ByteDance has created powerful new software that will allow its users to instantly change their voice into another person’s using generative AI technology. ByteDance is the parent company of TikTok.
The tool called StreamVoice is not yet available to the public, but it is already sparking fraud concerns among experts.
Clone A Voice With A Single Utterance Of Voice
The instant voice cloning software was created by researchers at Northwestern Polytechnical University in China, along with some researchers at ByteDance. This is the same University that China accused the US government of launching cyberattacks against it. The school is known for doing military research.
It’s a powerful piece of AI that could change everything we know about Voice Cloning which has been limited to offline up until now.
Researchers say that the StreamVoice software can perform real-time conversion of anyone’s voice into the cloned voice using a “single utterance of speech from the voice they are imitating.
And the solution is fast and nearly undetectable. The voice conversion occurs at the speed of live streaming, according to the experts, with only 124 milliseconds (about 1/10th of a second) delay.

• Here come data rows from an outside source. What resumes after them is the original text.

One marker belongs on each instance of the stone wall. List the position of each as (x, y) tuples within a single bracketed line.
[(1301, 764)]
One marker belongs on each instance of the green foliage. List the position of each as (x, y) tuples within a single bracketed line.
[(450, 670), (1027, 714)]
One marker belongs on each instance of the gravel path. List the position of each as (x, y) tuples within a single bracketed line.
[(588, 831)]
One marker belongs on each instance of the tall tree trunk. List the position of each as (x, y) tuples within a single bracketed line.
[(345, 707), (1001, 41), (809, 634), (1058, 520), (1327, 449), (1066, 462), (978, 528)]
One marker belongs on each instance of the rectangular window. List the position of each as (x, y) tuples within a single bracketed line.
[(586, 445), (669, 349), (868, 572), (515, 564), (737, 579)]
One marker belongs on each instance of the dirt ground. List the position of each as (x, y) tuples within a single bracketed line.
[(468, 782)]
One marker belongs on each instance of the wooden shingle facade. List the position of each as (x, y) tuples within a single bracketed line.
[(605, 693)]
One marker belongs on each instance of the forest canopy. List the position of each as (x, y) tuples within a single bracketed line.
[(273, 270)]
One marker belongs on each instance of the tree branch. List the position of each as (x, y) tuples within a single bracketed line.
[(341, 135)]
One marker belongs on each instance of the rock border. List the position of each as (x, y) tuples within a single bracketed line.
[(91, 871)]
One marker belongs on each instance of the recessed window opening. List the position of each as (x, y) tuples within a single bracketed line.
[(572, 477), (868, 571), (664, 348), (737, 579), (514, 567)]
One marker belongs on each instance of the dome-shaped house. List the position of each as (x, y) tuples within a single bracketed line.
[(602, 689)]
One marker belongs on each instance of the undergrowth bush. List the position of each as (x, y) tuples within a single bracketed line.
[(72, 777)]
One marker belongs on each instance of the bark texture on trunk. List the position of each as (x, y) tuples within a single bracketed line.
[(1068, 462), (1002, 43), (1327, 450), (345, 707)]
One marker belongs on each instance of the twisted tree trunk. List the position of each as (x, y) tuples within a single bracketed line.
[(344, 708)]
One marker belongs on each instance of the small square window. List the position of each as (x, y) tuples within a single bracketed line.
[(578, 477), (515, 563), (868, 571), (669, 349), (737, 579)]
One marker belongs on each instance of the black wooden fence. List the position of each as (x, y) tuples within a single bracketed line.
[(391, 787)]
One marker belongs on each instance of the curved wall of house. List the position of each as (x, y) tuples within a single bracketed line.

Zero-Shot Voice Conversion
The AI model boasts zero-shot voice conversion, meaning that it can successfully clone any word in the target’s voice even if it has not been trained on that particular word.
Researchers trained the tool on voices speaking in Mandarin and one multilingual set that included English, Finnish, and German.
They used a voice dataset called Aishell3, which contains roughly 85 hours of emotion-neutral recordings spoken by 218 native Chinese Mandarin speakers and a total of 88,035 utterances. And they used Meta’s Llama AI platform to build and test the AI voice cloning model.
The researchers express some concerns about how the technology could be used negatively.
In the paper, the researchers caution readers, “Since StreamVoice can convert source speech to desired speakers, it may carry potential risks of misuse for various purposes, such as spreading fake information or phone fraud.”
What Will TikTok Do With This AI Cloning Capability?
Will ByteDance unleash this real-time voice cloning capability into the wild? This certainly would be a hit on TikTok. Imagine doing a video in the voice of a celebrity or politician.
This would certainly be a significant enhancement over the current voice cloning capability, which, until this point, has only been available offline and not in real-time.